Nooit meer te veel betalen? Check
Kieskeurig.nl/prijsdalers!

Wat is het 'soap opera effect' precies?

Om te begrijpen wat er misgaat, moeten we kijken naar hoe films worden gemaakt. De meeste bioscoopfilms en veel dramaseries worden opgenomen met 24 beelden per seconde. Die snelheid geeft films hun karakteristieke, dromerige uitstraling. Een beetje bewegingsonscherpte hoort daarbij; dat is wat onze hersenen associëren met 'cinema'. Moderne televisies verversen hun beeld echter veel vaker: meestal 60 of zelfs 120 keer per seconde.

Om dat verschil te overbruggen, verzint je slimme televisie er zelf beelden bij. De software kijkt naar beeld A en beeld B, en berekent vervolgens hoe een tussenliggend beeld eruit zou moeten zien. Dit voegt de tv toe aan de stroom. Het resultaat is een supervloeiend beeld waarin elke hapering is gladgestreken.

Voor een voetbalwedstrijd of een live-uitzending is dat geweldig, omdat je de bal en spelers scherper kunt volgen. Maar bij een film zorgt die kunstmatige soepelheid ervoor dat het lijkt alsof je naar een achter de schermen-video zit te kijken, of dus naar een soapserie zoals Goede Tijden, Slechte Tijden, die traditioneel met een hogere beeldsnelheid werd opgenomen. De filmische illusie wordt hierdoor verbroken.

©ER | ID.nl

De winkelmodus is ook een boosdoener

Naast beweging is er nog een reden waarom het beeld er thuis soms onnatuurlijk uitziet: de beeldinstellingen staan nog op standje zonnebank. Veel televisies staan standaard in een modus die 'Levendig' of 'Dynamisch' heet. Deze stand is ontworpen om in een felverlichte winkel de aandacht te trekken met knallende, bijna neon-achtige kleuren en een extreem hoge helderheid. Bovendien is de kleurtemperatuur vaak nogal koel en blauw, omdat dat witter en frisser oogt onder tl-licht. In je sfeervol verlichte woonkamer zorgt dat echter voor een onrustig beeld waarbij huidtinten er onnatuurlijk uitzien en details in felle vlakken verloren gaan.

Hoe krijg je de magie terug?

Het goede nieuws is dat je deze 'verbeteringen' gewoon kunt uitzetten. De snelste manier om van het soap opera effect en de neonkleuren af te komen, is door in het menu van je televisie de beeldmodus te wijzigen. Zoek naar een instelling die Film, Movie, Cinema of Bioscoop heet. In deze modus worden de meeste kunstmatige bewerkingen, zoals bewegingsinterpolatie en overdreven kleurversterking, direct uitgeschakeld of geminimaliseerd. Het beeld wordt misschien iets donkerder en warmer van kleur, maar dat is veel dichter bij wat de regisseur voor ogen had.

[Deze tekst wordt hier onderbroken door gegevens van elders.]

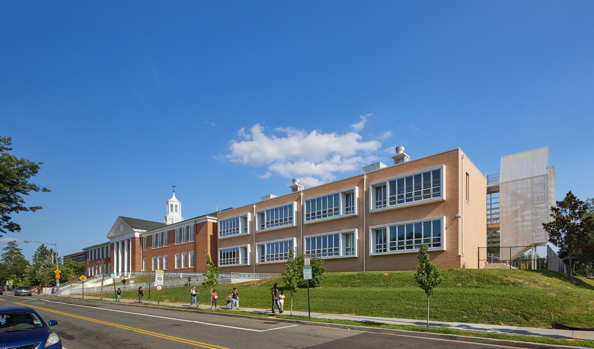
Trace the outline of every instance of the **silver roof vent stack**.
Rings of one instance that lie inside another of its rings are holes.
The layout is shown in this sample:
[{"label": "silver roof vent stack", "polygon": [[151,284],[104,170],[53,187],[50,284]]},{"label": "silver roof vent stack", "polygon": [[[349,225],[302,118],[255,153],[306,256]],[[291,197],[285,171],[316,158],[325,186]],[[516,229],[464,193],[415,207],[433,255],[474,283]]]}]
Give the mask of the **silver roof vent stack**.
[{"label": "silver roof vent stack", "polygon": [[410,157],[405,153],[405,147],[399,145],[396,147],[396,154],[392,156],[392,158],[394,159],[394,164],[398,165],[409,161],[410,160]]},{"label": "silver roof vent stack", "polygon": [[303,186],[299,183],[299,179],[296,178],[293,179],[293,185],[289,185],[289,188],[291,188],[292,193],[303,190]]}]

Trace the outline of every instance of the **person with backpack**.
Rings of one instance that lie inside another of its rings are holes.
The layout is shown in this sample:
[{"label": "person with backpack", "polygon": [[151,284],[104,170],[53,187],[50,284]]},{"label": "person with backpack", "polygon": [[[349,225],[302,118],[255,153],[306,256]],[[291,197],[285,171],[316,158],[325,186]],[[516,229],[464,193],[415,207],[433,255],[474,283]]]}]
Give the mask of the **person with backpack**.
[{"label": "person with backpack", "polygon": [[196,300],[196,294],[200,293],[200,292],[196,292],[196,287],[192,286],[192,290],[189,291],[189,295],[191,297],[191,300],[190,301],[189,306],[192,306],[194,303],[196,303],[196,307],[198,307],[198,301]]},{"label": "person with backpack", "polygon": [[141,286],[138,287],[138,291],[136,293],[136,295],[138,296],[138,303],[143,302],[143,295],[144,292],[143,292],[143,287]]}]

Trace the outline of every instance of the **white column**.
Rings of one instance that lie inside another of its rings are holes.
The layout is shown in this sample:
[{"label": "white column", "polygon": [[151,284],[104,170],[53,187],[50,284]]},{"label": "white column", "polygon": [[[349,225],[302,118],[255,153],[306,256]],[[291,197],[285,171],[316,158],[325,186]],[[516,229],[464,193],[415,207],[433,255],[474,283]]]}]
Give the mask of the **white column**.
[{"label": "white column", "polygon": [[124,240],[124,272],[128,272],[128,239]]},{"label": "white column", "polygon": [[118,272],[122,272],[122,242],[118,242]]},{"label": "white column", "polygon": [[113,272],[118,272],[118,245],[117,243],[113,243]]}]

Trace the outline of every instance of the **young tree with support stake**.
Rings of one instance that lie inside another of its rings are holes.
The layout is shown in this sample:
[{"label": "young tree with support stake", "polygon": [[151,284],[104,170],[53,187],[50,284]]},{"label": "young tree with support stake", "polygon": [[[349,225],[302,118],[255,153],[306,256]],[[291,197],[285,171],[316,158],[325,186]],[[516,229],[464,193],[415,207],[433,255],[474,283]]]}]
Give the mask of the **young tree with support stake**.
[{"label": "young tree with support stake", "polygon": [[415,281],[427,294],[427,328],[429,328],[429,300],[435,288],[443,280],[440,272],[440,267],[431,263],[429,258],[428,249],[426,243],[421,245],[419,248],[419,254],[416,256],[419,259],[419,265],[416,266],[416,272],[415,274]]},{"label": "young tree with support stake", "polygon": [[588,243],[588,233],[594,229],[594,217],[588,214],[588,205],[569,191],[565,198],[551,207],[552,221],[542,223],[549,234],[549,242],[558,248],[566,246],[569,268],[567,280],[571,281],[573,255]]},{"label": "young tree with support stake", "polygon": [[287,284],[289,290],[291,291],[291,315],[293,315],[293,293],[297,291],[297,281],[302,277],[302,269],[303,268],[299,263],[299,261],[295,258],[295,250],[292,247],[289,248],[289,257],[287,262],[285,264],[285,276],[283,277],[283,282]]}]

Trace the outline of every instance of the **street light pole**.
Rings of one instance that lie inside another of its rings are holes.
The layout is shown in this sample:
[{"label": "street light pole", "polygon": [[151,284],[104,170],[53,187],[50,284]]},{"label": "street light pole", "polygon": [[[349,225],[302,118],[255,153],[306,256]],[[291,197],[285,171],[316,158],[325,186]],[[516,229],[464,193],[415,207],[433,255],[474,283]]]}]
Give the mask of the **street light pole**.
[{"label": "street light pole", "polygon": [[[57,243],[47,243],[47,242],[40,242],[39,241],[33,241],[33,240],[26,240],[25,242],[36,242],[37,243],[40,243],[42,245],[53,245],[53,247],[55,248],[55,249],[54,250],[56,252],[56,269],[59,270],[59,268],[58,268],[58,244]],[[59,279],[58,279],[58,280],[59,280]],[[60,287],[58,287],[58,297],[60,296],[60,294],[61,293],[61,292],[60,291]]]}]

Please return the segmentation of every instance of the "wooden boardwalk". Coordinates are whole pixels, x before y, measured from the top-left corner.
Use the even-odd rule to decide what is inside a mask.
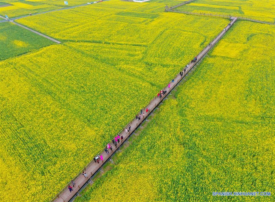
[[[103,150],[98,154],[100,156],[102,155],[103,157],[103,160],[100,160],[99,163],[95,162],[92,160],[83,170],[88,175],[87,178],[85,178],[84,176],[82,174],[82,171],[81,171],[79,174],[73,179],[75,184],[74,187],[73,188],[73,190],[70,193],[68,189],[68,186],[69,184],[66,185],[64,188],[52,200],[52,201],[54,200],[55,201],[58,202],[67,202],[68,201],[72,199],[75,195],[77,194],[78,191],[82,187],[83,185],[85,184],[88,180],[94,175],[97,171],[100,169],[102,165],[107,161],[109,158],[111,156],[111,155],[117,149],[119,146],[124,141],[127,141],[127,138],[138,127],[139,125],[142,122],[142,121],[145,119],[150,114],[150,112],[154,110],[156,107],[157,107],[161,103],[163,100],[170,93],[170,92],[179,83],[184,77],[193,68],[194,66],[207,53],[211,48],[213,47],[214,45],[222,38],[222,36],[226,32],[228,29],[232,26],[232,25],[237,20],[237,18],[234,17],[231,18],[232,21],[207,46],[204,48],[204,49],[196,56],[197,60],[195,63],[191,63],[191,62],[189,64],[188,68],[186,68],[185,73],[183,75],[181,76],[179,73],[174,78],[173,82],[171,81],[163,89],[163,91],[167,91],[167,92],[161,98],[155,97],[152,99],[150,103],[146,107],[143,109],[143,111],[145,113],[144,116],[142,115],[141,119],[140,120],[137,120],[135,118],[134,118],[128,124],[120,131],[119,133],[119,136],[121,137],[123,136],[123,140],[121,140],[118,144],[116,147],[111,142],[109,144],[113,148],[112,151],[110,152],[109,154],[106,153]],[[182,71],[184,72],[184,69]],[[170,86],[170,88],[169,87]],[[145,111],[146,109],[149,108],[150,109],[149,111],[146,113]],[[130,133],[127,133],[125,131],[125,129],[128,129],[129,125],[131,126],[131,131]],[[109,150],[109,151],[110,151]],[[93,159],[93,157],[91,156],[91,159]],[[72,185],[71,185],[72,186]],[[78,193],[79,194],[79,193]]]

Sinds kort hebben veel moderne televisies ook de zogeheten Filmmaker-modus. Dat is de heilige graal voor puristen. Als je deze modus activeert, zet de tv met één druk op de knop alle onnodige nabewerkingen uit en respecteert hij de originele beeldsnelheid, kleuren en beeldverhouding van de film.

Wil je de beeldmodus niet volledig veranderen, maar alleen dat vreemde, soepele effect kwijt? Dan moet je in de geavanceerde instellingen duiken. Elke fabrikant geeft het beestje een andere naam. Bij Samsung zoek je naar Auto Motion Plus of Picture Clarity, bij LG-televisies ga je naar TruMotion, bij Sony naar Motionflow en bij Philips naar Perfect Natural Motion. Door deze functies uit te schakelen of op de laagste stand te zetten, verdwijnt het goedkope video-effect en krijgt je film zijn bioscoopwaardige uitstraling weer terug.